Читаем Стрельцы у трона полностью

   Молча откланявшись, вышел Зотов из покоя, действительно без вина шатаясь, как пьяный, от радости и сильных волнений, пережитых сейчас.

   А царевич, такой же серьезный, затихший, каким был все это время, долго глядел вслед учителю и вдруг решительно объявил:

   -- Я с им стану учиться. Он знает грамату... Он любит меня.

   Общая улыбка была ответом на деловитое замечание ребенка.

   С этого дня Федор особенно часто стал появляться и в покоях, отведенных теперь Петру, и присутствовал при уроках мальчика. Как будто в царе вспыхнула прежняя нежность, какую он питал к меньшому брату, когда и сам еще был мальчиком двенадцати-тринадцати лет при жизни царя Алексея.

   Конечно, об этом сейчас же толки пошли по всему дворцу.

   Заговорила о том же и царевна София с боярыней Анной Хитрово, когда старуха пришла проведать царевен.

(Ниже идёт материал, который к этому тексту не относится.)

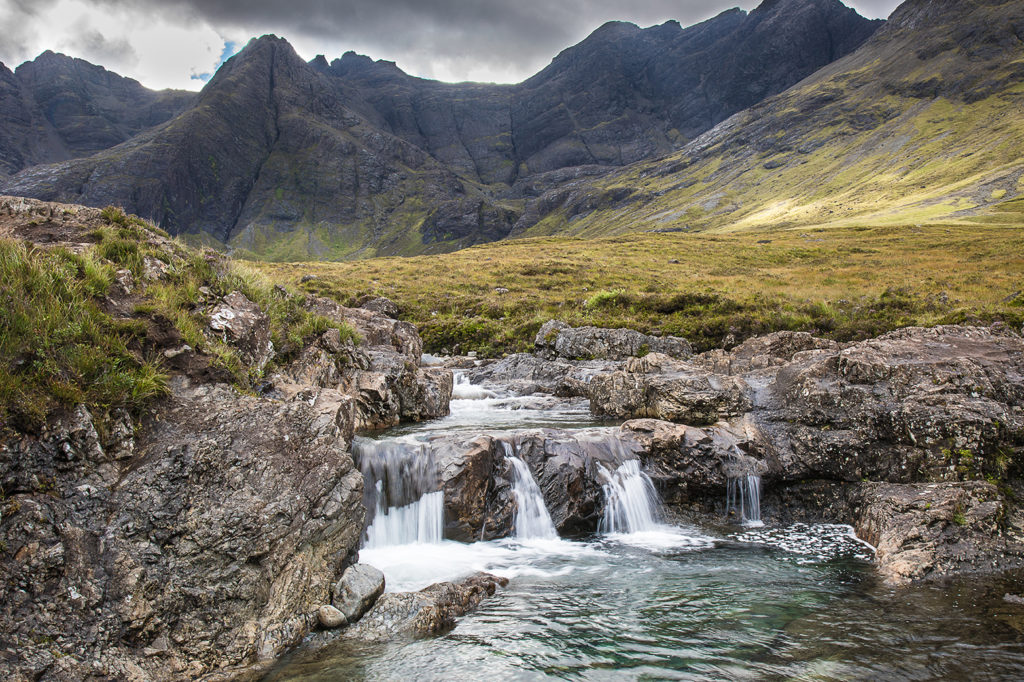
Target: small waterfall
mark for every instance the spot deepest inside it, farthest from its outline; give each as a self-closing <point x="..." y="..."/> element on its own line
<point x="743" y="498"/>
<point x="402" y="489"/>
<point x="631" y="501"/>
<point x="462" y="389"/>
<point x="531" y="517"/>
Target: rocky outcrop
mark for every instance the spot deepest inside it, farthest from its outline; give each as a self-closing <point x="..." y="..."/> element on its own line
<point x="358" y="588"/>
<point x="382" y="376"/>
<point x="430" y="611"/>
<point x="657" y="387"/>
<point x="400" y="163"/>
<point x="209" y="539"/>
<point x="556" y="339"/>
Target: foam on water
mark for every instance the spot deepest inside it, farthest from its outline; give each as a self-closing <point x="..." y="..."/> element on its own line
<point x="811" y="543"/>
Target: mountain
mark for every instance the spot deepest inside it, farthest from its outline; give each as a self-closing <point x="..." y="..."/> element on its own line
<point x="57" y="108"/>
<point x="923" y="123"/>
<point x="355" y="158"/>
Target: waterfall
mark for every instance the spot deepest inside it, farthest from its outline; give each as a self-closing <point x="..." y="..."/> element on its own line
<point x="743" y="498"/>
<point x="402" y="489"/>
<point x="462" y="389"/>
<point x="631" y="502"/>
<point x="531" y="517"/>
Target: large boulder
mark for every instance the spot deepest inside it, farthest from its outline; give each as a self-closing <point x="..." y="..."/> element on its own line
<point x="241" y="323"/>
<point x="430" y="611"/>
<point x="209" y="541"/>
<point x="556" y="339"/>
<point x="356" y="591"/>
<point x="656" y="387"/>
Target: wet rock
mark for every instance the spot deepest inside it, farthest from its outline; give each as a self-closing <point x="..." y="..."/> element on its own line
<point x="477" y="484"/>
<point x="523" y="374"/>
<point x="556" y="339"/>
<point x="242" y="324"/>
<point x="688" y="464"/>
<point x="686" y="394"/>
<point x="212" y="545"/>
<point x="330" y="616"/>
<point x="385" y="306"/>
<point x="358" y="588"/>
<point x="935" y="530"/>
<point x="430" y="611"/>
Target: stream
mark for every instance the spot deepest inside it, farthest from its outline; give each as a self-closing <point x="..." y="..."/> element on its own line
<point x="647" y="600"/>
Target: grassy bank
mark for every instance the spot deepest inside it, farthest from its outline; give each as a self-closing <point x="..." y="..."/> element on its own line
<point x="71" y="335"/>
<point x="847" y="283"/>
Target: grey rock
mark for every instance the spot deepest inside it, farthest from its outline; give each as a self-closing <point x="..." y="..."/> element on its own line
<point x="556" y="339"/>
<point x="358" y="588"/>
<point x="241" y="323"/>
<point x="331" y="617"/>
<point x="430" y="611"/>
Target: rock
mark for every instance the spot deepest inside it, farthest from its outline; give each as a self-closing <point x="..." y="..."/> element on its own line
<point x="523" y="374"/>
<point x="216" y="540"/>
<point x="241" y="323"/>
<point x="330" y="616"/>
<point x="685" y="394"/>
<point x="555" y="339"/>
<point x="430" y="611"/>
<point x="358" y="588"/>
<point x="936" y="530"/>
<point x="380" y="304"/>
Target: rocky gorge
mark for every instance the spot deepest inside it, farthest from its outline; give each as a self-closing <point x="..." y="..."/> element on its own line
<point x="220" y="527"/>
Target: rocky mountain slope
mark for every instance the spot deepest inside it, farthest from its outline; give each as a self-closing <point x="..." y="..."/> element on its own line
<point x="923" y="123"/>
<point x="56" y="108"/>
<point x="354" y="158"/>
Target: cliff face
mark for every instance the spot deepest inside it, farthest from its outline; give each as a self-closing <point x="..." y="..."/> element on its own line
<point x="295" y="160"/>
<point x="203" y="528"/>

   -- Откуда добыл Соковнин учителя? Мудрует тот с братцем Петрушей, что и сказать не можно. Вишь, подольстился к матушке нашей нареченной, к Натальюшке. Уж так-то Петрушу расхвалил, и-и-и!.. И смышлен-то, и разумен-то... И такое, и иное... Мало-де малышу грамате да Святого Писания знать, да письму помаленьку обучиться. Куды... Учителей иных еще набрали. Никитка -- старшой над ними. Истории обучать стали несмышленого, землеописанию, мало еще чему... И про бои ему толкуют, про ратное строение, и про взятие городов крепких... и... Да мало ль про што! Счету учить починают. Чертежи кажут и самому толкуют, как их чертить... А то еще мастеров назвал да красками разными расписать научил все покои в палатах брата. Там и грады, и палаты знаменитые, дела военные, корабли великие, ровно в яви бывают. Про царей истории разные изображены и прописью четко подписано про все, что оно значит... Да не столько по книгам учит отрока, как водит из покоя в покой, басни ему сказывает. Особливо, слышно, про государей прежних воинствующих. Про Димитрия Донского, про Александра Невского. А особливо про царя Ивана Васильевича. Мальчонке и то, бывало, с другими парнишками дни целые ратным строем тешился. А ныне -- и впрямь от воинских дел без ума... Подрастет, гляди, все будет искать, с кем бы повоевать?.. А братец государь и вот как рад. Не выходит, почитай, из покоев Петрушиных. Только что сам с им не тешится. Да уж так того Зотова нахваливает! Отколь, слышь, набрался ярыжка всякой затеи да выдумки?.. И в толк не возьму, боярыня.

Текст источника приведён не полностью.